2015 tarihli nükleer anlaşmanın tüm taraflarıyla uzlaşıya varmanın önemli olduğunu söyleyen İranlı yetkili, bu yüzden Amerikalılarla yapılacak bir sonraki tur müzakerelerinden önce bu hafta Avrupa troykası ile bir araya gelmenin faydalı olacağını ifade etti.

BM yaptırımları için son tarih

İran Dışişleri Bakanı Abbas Arakçi, perşembe günü yaptığı açıklamada, görüşmeler için Avrupa'ya gitmeye hazır olduğunu ifade etti. Ancak iki taraf arasındaki ilişkilerin bozulmasının ardından topun Avrupa'da olduğunun sinyalini verdi.

Tahran ve Avrupalı güçler geçtiğimiz eylül ayından bu yana aralarındaki ilişkileri ve nükleer meseleyi görüşmek üzere üç kez bir araya geldi. En son mart ayında, yaptırımların kaldırılması karşılığında İran'ın nükleer programının geri çekilmesini garanti altına alacak gelecekteki bir anlaşmanın parametrelerini araştırmak üzere teknik düzeyde bir toplantı yapıldı.

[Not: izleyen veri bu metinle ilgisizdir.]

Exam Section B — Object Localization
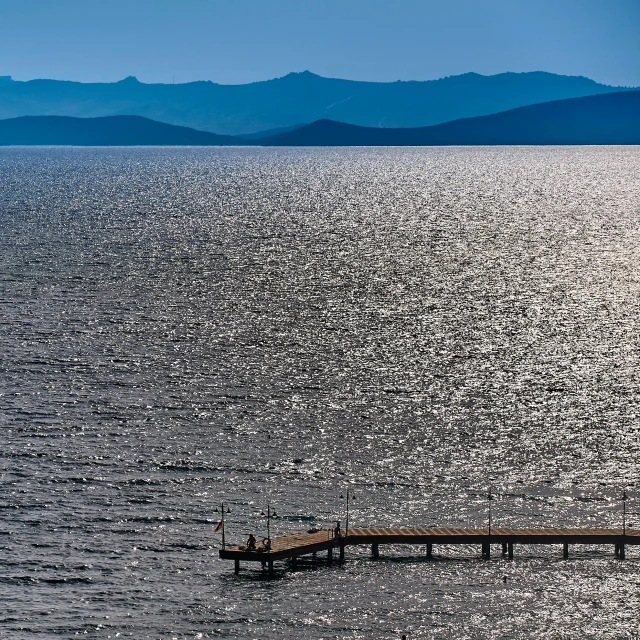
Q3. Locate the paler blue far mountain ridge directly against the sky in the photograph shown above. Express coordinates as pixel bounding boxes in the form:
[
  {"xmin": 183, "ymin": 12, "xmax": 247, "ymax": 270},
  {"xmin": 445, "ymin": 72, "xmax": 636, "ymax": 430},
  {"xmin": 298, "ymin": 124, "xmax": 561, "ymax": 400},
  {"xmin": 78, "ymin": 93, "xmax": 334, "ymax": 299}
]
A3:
[{"xmin": 0, "ymin": 71, "xmax": 632, "ymax": 135}]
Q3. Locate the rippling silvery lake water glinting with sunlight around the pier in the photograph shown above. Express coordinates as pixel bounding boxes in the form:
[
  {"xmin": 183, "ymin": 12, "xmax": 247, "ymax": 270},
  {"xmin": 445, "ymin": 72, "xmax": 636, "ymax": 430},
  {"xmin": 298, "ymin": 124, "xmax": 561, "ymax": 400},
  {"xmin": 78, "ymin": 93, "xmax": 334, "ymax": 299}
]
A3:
[{"xmin": 0, "ymin": 147, "xmax": 640, "ymax": 640}]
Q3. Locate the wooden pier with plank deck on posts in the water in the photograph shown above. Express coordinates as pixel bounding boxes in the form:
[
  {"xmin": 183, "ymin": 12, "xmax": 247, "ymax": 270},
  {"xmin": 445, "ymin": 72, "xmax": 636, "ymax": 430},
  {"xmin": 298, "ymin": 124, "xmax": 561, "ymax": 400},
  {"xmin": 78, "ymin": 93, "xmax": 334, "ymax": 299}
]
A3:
[{"xmin": 220, "ymin": 527, "xmax": 640, "ymax": 576}]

ABD Başkanı Donald Trump, İran'ın nükleer silah geliştirmesini engelleyecek yeni bir anlaşmaya hızla varılmaması halinde, İran’a saldırmakla tehdit etti. Trump, İran ile dünya güçleri arasında 2015 yılında varılan anlaşmadan 2018 yılındaki ilk başkanlık döneminde tek taraflı olarak çekilmişti.

Batı, İran'ın nükleer silah edinmenin peşinde olduğundan şüphelense de İran bunu reddediyor. Diplomatlar, yaptırımların yeniden başlatılması tehdidinin Tahran'a taviz vermesi için baskı yapmak üzere tasarlandığını ve Amerikalılar ile Avrupalılar arasındaki ayrıntılı görüşmeleri hayati hale getirdiğini söylüyor.

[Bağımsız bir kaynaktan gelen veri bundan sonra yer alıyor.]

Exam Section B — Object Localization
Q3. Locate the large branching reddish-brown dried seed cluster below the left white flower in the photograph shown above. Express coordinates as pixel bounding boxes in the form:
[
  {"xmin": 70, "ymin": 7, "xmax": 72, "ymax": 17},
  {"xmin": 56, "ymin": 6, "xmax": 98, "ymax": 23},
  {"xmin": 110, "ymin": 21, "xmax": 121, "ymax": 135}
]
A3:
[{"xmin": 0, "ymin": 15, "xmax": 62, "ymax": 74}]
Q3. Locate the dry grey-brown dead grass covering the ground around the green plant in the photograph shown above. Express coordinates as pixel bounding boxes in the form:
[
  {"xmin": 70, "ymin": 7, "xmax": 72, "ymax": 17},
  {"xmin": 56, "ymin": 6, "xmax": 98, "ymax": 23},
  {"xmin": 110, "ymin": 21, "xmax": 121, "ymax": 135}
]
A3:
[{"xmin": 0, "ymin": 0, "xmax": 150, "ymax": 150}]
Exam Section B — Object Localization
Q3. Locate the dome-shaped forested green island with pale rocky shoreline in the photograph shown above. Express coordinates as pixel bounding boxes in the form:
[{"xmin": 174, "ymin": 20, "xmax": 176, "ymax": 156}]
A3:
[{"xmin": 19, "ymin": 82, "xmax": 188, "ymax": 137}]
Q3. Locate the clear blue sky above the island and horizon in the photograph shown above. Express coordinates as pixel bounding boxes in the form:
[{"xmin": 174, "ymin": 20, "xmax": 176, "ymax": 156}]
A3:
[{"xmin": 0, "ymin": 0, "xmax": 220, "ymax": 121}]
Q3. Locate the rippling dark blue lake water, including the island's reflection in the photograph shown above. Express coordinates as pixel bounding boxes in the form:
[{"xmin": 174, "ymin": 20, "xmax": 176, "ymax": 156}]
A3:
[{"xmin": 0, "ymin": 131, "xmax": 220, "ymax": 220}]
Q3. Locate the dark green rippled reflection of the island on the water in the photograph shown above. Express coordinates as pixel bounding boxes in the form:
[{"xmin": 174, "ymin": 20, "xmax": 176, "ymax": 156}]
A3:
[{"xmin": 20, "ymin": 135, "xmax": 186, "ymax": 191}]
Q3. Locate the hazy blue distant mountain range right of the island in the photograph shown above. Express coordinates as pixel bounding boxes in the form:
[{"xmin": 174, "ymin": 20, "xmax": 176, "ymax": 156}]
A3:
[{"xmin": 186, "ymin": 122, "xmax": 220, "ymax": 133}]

ABD, İran ile 2015 yılında imzalanan nükleer anlaşmadan 2018 yılında tek taraflı olarak çekildi. Bundan dolayı BM Güvenlik Konseyi'nin (BMGK) anlaşmada yer alan yaptırımları yeniden uygulama mekanizmasını harekete geçiremiyor. Bu durumda anlaşmaya taraf olan üç Avrupa ülkesi, yaptırımların yeniden uygulanması için harekete geçebilecek tek alternatif olarak kalıyor.

İran Dışişleri Bakanlığı Sözcüsü, Avrupalılarla görüşme önerisinin yaptırımların yeniden başlatılması konusuyla ilgili olup olmadığı sorulduğunda, bunun toplantının amacının bir parçası olduğunu belirterek “ABD ile görüşmeler, özellikle de nükleer adımlar konusunda hızlı ilerlemiyor, daha fazla zamana ihtiyacımız olduğu açık ve Tahran, ABD tarafına olan güven eksikliği nedeniyle geçici bir anlaşmadan yana değil” ifadelerini kullandı.

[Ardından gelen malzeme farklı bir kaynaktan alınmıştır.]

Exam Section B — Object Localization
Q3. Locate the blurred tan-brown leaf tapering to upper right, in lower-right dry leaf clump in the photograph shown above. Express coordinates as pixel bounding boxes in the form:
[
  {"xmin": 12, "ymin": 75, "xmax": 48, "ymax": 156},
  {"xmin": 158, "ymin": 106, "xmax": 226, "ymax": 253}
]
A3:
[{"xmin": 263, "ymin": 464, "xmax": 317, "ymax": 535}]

Bekayi, sözlerini şöyle sürdürdü:

“Ya biz geçici bir anlaşma kapsamında adımımızı uygularsak ve diğer taraf bunu yapmazsa ne olacak?! Avrupalıların yeni bir anlaşma istediğimizi ve uranyum zenginleştirmemizi sınırlandırmak için adım atmaya hazır olduğumuzu anlamalarını istiyoruz, ancak zamana ihtiyacımız var.”

İngiltere ve Almanya dışişleri bakanlıkları, İran'ın bu hafta içinde bir toplantı teklif edip etmediği konusunda yorum yapmaktan kaçınırken, Fransa Dışişleri Bakanlığı, yorum talebine henüz yanıt vermedi.